Deedie Kagey wrote a history of Roanoke County recently in which she got rather heavily into the mountains and their names.
Kagey's work shows how confusing mountains can be.
There is Read Mountain that looks down on the northeast section of Roanoke City. It's also called Dead Man's Mountain - something about it resembling a corpse all laid out. Oh yeah. It was once called Mills Mountain - no relation to Mill Mountain.
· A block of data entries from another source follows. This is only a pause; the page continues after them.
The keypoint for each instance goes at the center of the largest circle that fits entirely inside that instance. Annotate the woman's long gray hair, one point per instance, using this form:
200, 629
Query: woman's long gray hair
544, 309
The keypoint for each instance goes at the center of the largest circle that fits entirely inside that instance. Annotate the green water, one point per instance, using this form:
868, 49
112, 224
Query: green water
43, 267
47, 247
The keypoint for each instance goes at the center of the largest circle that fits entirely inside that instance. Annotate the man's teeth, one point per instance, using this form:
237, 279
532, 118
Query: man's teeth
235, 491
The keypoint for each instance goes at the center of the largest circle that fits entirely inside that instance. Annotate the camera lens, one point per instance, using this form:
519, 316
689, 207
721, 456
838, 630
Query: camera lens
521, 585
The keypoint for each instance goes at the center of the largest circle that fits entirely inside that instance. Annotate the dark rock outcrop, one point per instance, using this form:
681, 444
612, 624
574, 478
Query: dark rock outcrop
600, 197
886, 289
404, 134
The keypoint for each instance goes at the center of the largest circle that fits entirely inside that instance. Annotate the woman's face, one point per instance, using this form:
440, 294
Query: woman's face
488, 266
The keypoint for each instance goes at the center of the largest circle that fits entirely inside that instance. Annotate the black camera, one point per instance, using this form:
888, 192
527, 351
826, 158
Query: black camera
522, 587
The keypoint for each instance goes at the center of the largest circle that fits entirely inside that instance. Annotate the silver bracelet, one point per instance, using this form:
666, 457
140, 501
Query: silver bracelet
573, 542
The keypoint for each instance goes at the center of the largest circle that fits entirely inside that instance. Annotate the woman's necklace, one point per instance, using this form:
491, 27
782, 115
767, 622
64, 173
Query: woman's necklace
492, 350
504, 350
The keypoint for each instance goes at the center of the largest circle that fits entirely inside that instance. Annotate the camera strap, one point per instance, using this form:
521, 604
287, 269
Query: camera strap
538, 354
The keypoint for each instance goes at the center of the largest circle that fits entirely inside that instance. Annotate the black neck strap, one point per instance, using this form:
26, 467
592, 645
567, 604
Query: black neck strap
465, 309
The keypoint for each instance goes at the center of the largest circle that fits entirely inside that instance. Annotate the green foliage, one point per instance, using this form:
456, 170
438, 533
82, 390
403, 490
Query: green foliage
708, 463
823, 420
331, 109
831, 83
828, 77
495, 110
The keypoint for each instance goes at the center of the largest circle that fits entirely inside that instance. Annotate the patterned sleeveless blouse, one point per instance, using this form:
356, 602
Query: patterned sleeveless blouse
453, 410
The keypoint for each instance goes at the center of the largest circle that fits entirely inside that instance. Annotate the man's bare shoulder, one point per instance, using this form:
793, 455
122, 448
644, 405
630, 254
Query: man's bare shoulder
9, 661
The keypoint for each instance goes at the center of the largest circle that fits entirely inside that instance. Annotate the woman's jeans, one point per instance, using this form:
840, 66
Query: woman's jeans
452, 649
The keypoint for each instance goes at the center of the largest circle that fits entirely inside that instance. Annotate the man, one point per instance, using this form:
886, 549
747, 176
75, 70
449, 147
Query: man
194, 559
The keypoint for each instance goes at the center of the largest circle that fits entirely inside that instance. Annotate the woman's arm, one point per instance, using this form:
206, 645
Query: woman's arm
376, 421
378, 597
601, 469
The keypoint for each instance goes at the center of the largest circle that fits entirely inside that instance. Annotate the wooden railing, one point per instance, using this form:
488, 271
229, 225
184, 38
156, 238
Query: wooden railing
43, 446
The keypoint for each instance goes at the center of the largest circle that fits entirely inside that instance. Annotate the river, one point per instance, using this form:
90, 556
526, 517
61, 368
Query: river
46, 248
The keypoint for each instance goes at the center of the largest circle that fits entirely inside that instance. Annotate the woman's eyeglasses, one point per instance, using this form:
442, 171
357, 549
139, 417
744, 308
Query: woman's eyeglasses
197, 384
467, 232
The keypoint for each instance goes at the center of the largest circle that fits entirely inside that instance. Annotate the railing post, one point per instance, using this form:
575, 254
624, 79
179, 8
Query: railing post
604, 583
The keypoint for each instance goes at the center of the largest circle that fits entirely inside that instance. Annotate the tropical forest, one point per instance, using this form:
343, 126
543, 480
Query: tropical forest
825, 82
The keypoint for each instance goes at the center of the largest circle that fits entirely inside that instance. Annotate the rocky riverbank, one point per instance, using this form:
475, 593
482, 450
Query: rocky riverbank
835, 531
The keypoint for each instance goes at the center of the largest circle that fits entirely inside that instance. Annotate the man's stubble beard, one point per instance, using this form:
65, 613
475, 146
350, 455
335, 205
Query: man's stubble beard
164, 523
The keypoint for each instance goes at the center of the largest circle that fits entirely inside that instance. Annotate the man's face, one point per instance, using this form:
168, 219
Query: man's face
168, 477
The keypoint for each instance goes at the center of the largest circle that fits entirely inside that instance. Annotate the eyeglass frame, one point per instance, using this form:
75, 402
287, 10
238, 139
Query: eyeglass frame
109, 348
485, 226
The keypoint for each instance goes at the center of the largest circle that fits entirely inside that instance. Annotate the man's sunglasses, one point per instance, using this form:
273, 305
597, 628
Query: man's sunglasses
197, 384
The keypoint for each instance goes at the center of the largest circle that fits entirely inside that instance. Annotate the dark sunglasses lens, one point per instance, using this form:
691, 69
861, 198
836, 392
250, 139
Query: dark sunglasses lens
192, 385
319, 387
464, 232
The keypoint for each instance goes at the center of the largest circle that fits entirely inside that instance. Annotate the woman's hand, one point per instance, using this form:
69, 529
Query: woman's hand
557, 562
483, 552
There is Poor Mountain in the southern part of the valley. It is a very big mountain and was named, they say, because its soil is so poor that nothing would grow on it except for modern antennas of various kinds. Trees at its stop are stunted and twisted by the wind and it offers some great four-wheeling in winter if you don't fear sudden death.
Now, we come to Tinker Mountain, which is also easily recognizable because it overlooks Hollins College. It has a very interesting name history and figures largely in the college's celebration of "Tinker Day," which is nice but not very exciting.
According to Kagey, it was once called Wagon Body Mountain, earlier settlers seeing a resemblance between its shape and an overturned wagon. Wagon Body Mountain. I love it. Those pioneers had imaginations.
(In my youth, I once thought Tinker Mountain was Dead Man's Mountain. I guess it's safe to admit that now.)
But Tinker Mountain it is now and even that name has a unsure origin. It was (a) named for this weird guy who tinkered or repaired things while he lived on the mountain; or (b) for a Tencher family that lived thereabouts.
Bent Mountain in the southern part of the county has always been one of my favorites. The wind up there is very strident also and the apples are great.
It is called Bent Mountain either because the Bent brothers did some surveying up there or because it is kind of bent in the middle. Choose your own solution and don't bother me with it.
You have to love Lost Mountain whether you ever heard of it or not. Is it called Lost Mountain because it is "lost" between Bent and Poor Mountains? I kind of hope not. There must be a more romantic reason.
I think everybody knows about Fort Lewis Mountain in the western section of the county. It was named for Fort Lewis and for Andrew Lewis, the valley's favorite Indian fighter and patriot.
Simple? Nope. Kagey says it once went by other names - such as Deyerles Mountain or Butlers Mountain for people who lived thereabouts.
There are a couple of simple mountains. Catawba Mountain to the north is named for the Catawba Indians and there are no other names as far as I know.
There's Yellow Mountain - let's see, somewhere around Garden City, right? - that was named for the color of its iron ore.
There are knobs. MacAfee, Masons, Stewart - which some people can locate handily.
The valley has a purely suburban mountain called Sugar Loaf because it is supposed to be shaped like a sugar loaf. I'll take their word for it - never having seen a sugar loaf as far as I know. It rises above Virginia 419 and well-established neighborhoods and shopping centers.
Kagey also mentions Green Ridge near Peters Creek Road Northwest, but if you don't mind I'd just as soon not get into that now.
She also mentions Rudells Mountain near Vinton.
I'm tired. Go find that one for yourself.